I believe that Natalie’s relationship with Jeff was meant to serve a purpose. It allowed Natalie to realize that she could move on even after her late husband. It allowed Natalie to realize that it was okay to feel feelings again. It allowed Natalie to really open herself up to the chance of finding love again.
And don’t even kid me, we all know that this is leading to a Natalie and Will romance. The fan-favorite couple haven’t been on the same page, which is why they haven’t taken the leap. When Will was ready, Natalie wasn’t. Now that Natalie is ready, Will is in another relationship. It really shows you the importance of timing in life. But they’ll get there. Eventually. And everything they’ve both gone through will lead them to that moment.
- You know it doesn’t get as crazy as dealing with a patient with a gun up his rectum. It gets even crazier when they’re removing it and it accidentally fires a shot through the patient as the doctors attempt to remove it. Well, Chicago Med certainly knows how to make our jaws drop.

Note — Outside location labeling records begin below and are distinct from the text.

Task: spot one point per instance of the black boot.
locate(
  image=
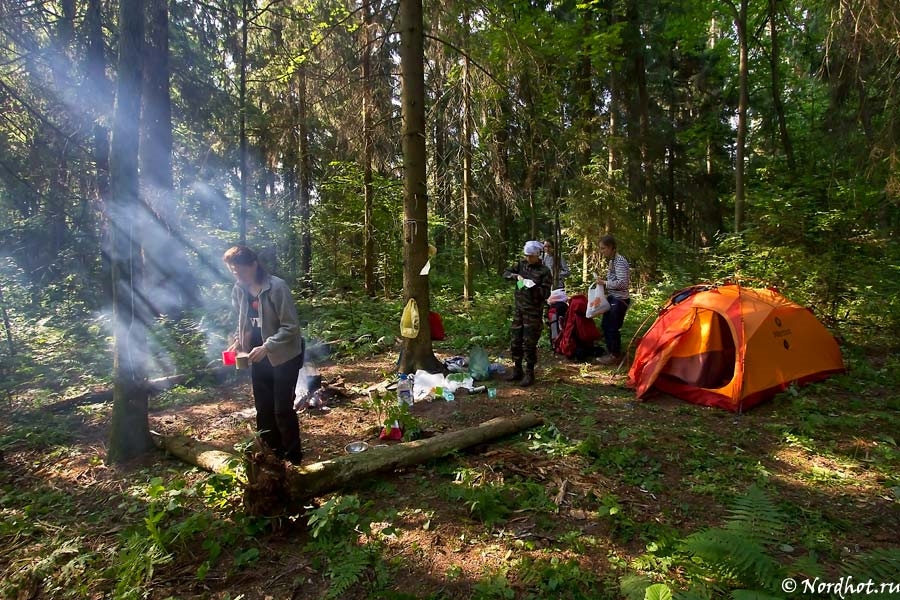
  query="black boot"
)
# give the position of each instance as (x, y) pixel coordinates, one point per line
(517, 373)
(528, 377)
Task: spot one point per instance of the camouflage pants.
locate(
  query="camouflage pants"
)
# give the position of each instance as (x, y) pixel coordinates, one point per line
(525, 333)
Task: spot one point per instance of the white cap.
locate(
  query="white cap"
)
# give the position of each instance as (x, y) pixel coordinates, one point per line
(533, 248)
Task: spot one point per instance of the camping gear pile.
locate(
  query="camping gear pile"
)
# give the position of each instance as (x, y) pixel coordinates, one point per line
(732, 347)
(572, 333)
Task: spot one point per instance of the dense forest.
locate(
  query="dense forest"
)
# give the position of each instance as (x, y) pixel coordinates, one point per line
(718, 140)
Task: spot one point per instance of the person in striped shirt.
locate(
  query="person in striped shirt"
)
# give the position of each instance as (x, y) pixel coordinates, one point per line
(617, 281)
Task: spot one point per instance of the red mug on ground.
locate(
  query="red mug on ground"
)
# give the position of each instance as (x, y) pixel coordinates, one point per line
(229, 357)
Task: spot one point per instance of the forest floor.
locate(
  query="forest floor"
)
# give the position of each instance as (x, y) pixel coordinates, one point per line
(579, 499)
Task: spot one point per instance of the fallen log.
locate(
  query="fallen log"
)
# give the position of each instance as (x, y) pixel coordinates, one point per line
(312, 480)
(154, 386)
(271, 485)
(197, 453)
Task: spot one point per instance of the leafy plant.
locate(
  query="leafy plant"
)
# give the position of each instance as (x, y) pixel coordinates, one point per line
(739, 556)
(336, 527)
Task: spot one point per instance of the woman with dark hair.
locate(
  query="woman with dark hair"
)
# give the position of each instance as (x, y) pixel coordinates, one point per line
(617, 282)
(269, 331)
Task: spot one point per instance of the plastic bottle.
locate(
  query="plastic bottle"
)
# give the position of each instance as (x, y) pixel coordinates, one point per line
(404, 390)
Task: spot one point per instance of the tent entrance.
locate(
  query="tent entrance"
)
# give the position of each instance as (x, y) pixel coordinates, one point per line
(705, 354)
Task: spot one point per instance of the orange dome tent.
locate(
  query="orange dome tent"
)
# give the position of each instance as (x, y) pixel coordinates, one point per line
(732, 347)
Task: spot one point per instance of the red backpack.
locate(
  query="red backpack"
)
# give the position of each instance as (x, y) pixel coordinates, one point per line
(579, 333)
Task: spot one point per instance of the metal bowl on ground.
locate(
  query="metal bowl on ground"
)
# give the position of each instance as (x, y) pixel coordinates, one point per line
(356, 447)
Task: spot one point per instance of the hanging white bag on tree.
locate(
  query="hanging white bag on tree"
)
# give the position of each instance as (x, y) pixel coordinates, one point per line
(597, 302)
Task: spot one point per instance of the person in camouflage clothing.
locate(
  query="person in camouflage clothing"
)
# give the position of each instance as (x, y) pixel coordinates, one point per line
(533, 280)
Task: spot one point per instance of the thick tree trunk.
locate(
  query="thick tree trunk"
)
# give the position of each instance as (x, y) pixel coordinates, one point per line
(129, 429)
(309, 481)
(368, 150)
(417, 352)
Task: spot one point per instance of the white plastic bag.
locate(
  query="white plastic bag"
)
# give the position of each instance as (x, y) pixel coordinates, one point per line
(597, 302)
(308, 383)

- The Troll has moved from annoying to potentially being a liability. With this camera crew following him around for a video promoting Chicago Med, Stohl actually endangered a patient because he didn’t think it was glamorous enough for the film crew. Thankfully Dr. Halstead caught the indicators and was able to treat a brain disease that almost went unnoticed.
- This whole storyline with Dr. Latham has seriously captured my heart in a way I never expected. It’s these kind of compelling storylines focused on these characters that make this show worth watching. But they also let you get to know certain characters in a way you never imagined. I’m so thankful for Latham this season.
- How cool that there was a patient who was basically a real life empath?! This young girl could literally feel people’s emotions and pain (not so cool) that were around her. And it was an actual disorder. That was definitely something that had me hooked the entire episode.
- Can we accept that Manning and Clarke are officially over? Because Natalie said it. Again. And she’s obviously more than okay with it. Even though she felt sadness as she looked over at Jeff. Perhaps it was sadness of hurting him the way she did and sadness because things weren’t meant to work out.
Chicago Med airs Thursdays at 8/7c on NBC.